Start grub2 back to "normal" and get the grub boot menu with new grub2 partition settings:
grub rescue> insmod normal
grub rescue> normal

You should now see the normal grub boot menu, including a boot timer.
Quickly select your Linux boot option and boot Linux, before the system boots Windows (if Windows is your default boot).
NOTE: You need to boot linux to make the new grub settings permanent for future system boots.

After logging into Linux:
Open a command line, then run the following to save settings on boot:
NOTE: This is assuming your Linux boot drive is /dev/sda
(To verify your Linux boot drive, run df /boot and look at the /dev/sd? setting for your system.)
sudo grub2-mkconfig -o /boot/grub2/grub.cfg
sudo grub2-install /dev/sda

Your system should now be reconfigured to boot with your active partition table, using the new partition number for your Linux /boot partition.

Test your systems boot with:
sudo reboot

NOTE: When you next boot to Windows 10, Windows 10 will continue with it's upgrade (mine was at 30% complete) and will reboot at least one more time to finish the Upgrade to Windows 10 1511.

3rd May 2016, 07:49 AM
I had same trouble and easy fix was to get "Ultimate boot CD" which has boot recovey on it. It got me back up and running when nothing else worked. It is easy to use and works!
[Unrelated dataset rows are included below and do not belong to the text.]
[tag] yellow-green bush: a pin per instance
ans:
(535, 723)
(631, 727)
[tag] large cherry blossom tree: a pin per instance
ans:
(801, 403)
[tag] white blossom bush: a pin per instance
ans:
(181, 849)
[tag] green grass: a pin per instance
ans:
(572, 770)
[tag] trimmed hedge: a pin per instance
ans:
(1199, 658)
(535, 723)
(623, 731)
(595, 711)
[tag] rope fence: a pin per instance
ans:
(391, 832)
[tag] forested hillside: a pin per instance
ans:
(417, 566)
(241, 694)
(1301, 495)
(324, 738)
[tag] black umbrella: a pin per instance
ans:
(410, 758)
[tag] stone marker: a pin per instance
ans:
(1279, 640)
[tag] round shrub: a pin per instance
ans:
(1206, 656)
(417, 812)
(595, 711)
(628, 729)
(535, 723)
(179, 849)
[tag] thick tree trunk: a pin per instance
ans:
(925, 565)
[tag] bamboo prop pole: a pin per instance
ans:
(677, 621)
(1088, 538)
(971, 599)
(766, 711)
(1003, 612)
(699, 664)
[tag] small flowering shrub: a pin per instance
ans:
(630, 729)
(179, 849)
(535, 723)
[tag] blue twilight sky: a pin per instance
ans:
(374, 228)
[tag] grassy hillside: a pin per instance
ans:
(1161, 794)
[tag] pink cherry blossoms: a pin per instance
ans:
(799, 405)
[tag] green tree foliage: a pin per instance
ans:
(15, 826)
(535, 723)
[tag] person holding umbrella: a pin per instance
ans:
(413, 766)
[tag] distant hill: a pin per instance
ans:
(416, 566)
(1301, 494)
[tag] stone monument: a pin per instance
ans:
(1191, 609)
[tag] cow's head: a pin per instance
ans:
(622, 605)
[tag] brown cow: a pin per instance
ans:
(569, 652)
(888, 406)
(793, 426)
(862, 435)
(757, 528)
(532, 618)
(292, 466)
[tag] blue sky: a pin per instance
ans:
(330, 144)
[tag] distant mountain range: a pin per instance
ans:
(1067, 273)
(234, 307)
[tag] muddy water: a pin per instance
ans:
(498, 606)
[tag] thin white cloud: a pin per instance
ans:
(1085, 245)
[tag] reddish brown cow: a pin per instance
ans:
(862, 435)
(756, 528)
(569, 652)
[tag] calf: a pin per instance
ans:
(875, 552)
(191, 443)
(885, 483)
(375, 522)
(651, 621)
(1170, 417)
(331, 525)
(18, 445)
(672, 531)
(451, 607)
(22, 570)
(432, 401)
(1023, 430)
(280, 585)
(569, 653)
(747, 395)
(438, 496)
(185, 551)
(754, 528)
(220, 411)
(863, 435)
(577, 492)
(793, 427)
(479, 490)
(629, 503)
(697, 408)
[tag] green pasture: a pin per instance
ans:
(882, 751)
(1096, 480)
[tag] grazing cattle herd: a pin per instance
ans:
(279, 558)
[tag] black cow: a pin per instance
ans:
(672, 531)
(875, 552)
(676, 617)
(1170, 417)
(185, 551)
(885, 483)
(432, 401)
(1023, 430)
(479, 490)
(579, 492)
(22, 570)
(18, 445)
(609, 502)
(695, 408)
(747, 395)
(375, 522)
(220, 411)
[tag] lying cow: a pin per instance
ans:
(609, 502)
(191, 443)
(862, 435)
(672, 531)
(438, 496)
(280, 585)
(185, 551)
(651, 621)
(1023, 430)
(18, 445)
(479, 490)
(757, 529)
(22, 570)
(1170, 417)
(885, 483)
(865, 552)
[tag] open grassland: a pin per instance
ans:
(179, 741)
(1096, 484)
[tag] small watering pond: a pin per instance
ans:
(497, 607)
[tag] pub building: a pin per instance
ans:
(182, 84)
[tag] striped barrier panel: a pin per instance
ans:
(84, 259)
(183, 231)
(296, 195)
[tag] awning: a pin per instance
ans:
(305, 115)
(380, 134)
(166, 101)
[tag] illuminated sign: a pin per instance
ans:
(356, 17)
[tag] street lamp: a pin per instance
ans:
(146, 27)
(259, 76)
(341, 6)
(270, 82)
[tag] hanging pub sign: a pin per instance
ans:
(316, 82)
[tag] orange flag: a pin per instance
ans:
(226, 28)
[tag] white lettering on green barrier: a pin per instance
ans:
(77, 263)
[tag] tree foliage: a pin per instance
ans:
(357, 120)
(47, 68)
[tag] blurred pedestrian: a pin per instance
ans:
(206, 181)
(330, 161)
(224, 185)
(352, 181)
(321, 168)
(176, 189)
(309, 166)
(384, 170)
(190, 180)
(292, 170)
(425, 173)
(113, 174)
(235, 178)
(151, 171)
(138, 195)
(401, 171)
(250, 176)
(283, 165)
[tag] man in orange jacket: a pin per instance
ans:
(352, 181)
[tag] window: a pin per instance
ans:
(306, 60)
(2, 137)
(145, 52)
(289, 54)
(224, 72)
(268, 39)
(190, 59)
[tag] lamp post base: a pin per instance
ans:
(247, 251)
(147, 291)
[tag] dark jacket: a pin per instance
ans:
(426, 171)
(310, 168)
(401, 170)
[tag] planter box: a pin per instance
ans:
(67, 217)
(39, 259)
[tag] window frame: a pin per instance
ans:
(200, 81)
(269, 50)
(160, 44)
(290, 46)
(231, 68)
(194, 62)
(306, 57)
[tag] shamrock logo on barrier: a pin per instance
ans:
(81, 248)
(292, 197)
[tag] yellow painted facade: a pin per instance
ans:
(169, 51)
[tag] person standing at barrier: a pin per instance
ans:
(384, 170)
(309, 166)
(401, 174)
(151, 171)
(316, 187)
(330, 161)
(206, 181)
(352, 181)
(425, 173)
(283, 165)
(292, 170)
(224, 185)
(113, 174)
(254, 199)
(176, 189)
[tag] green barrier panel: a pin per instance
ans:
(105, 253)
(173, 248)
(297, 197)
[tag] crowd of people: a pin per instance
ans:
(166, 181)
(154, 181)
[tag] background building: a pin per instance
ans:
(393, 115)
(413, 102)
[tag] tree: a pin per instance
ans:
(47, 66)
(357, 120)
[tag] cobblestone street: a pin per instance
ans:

Solved my problems fast and saved the trouble of re installing fedroa when disk failed to boot and just gave me "Grub rescue> prompt"

31st May 2016, 09:12 AM
Had similar issue with win7, 8 and 8.1 and found this article helpful:

16th December 2016, 05:47 PM
my partitions are not msdos, they are gpt. therefore the ls command lists the following:
grub rescue>(hd0) (hd0,gpt8) (hd0,gpt7) (hd0,gpt6) (hd0,gpt5) (hd0,gpt4) (hd0,gpt3) (hd0,gpt2) (hd0,gpt1)

here is out put of set
grub rescue>set

I think Ubuntu 12.04 uses grub2 bootloader but here set results grub. does it mean ubuntu is deleted?

I try to find my current /boot partition and typing the following results:

grub rescue>(hd0,gpt7)/boot/grub (i tried with all gpt 1,2..8)
err: unknown file system

I desperately tried different paths , but nothing found containing grub.cfg

I Installed ubuntu 12.04 alongside windows8 then updated to windows 10 in December 2015. windows is in UEFI mode and I installed ubuntu in Legacy BIOS mode in my acer machine. Windows 10 has been updated many times since then I dont remember the last time i used my ubuntu os.
now I try to Install it from a USB ISO file and it says no OS detected in this machine .

I am almost novice to ubuntu and I appreciate your help guys!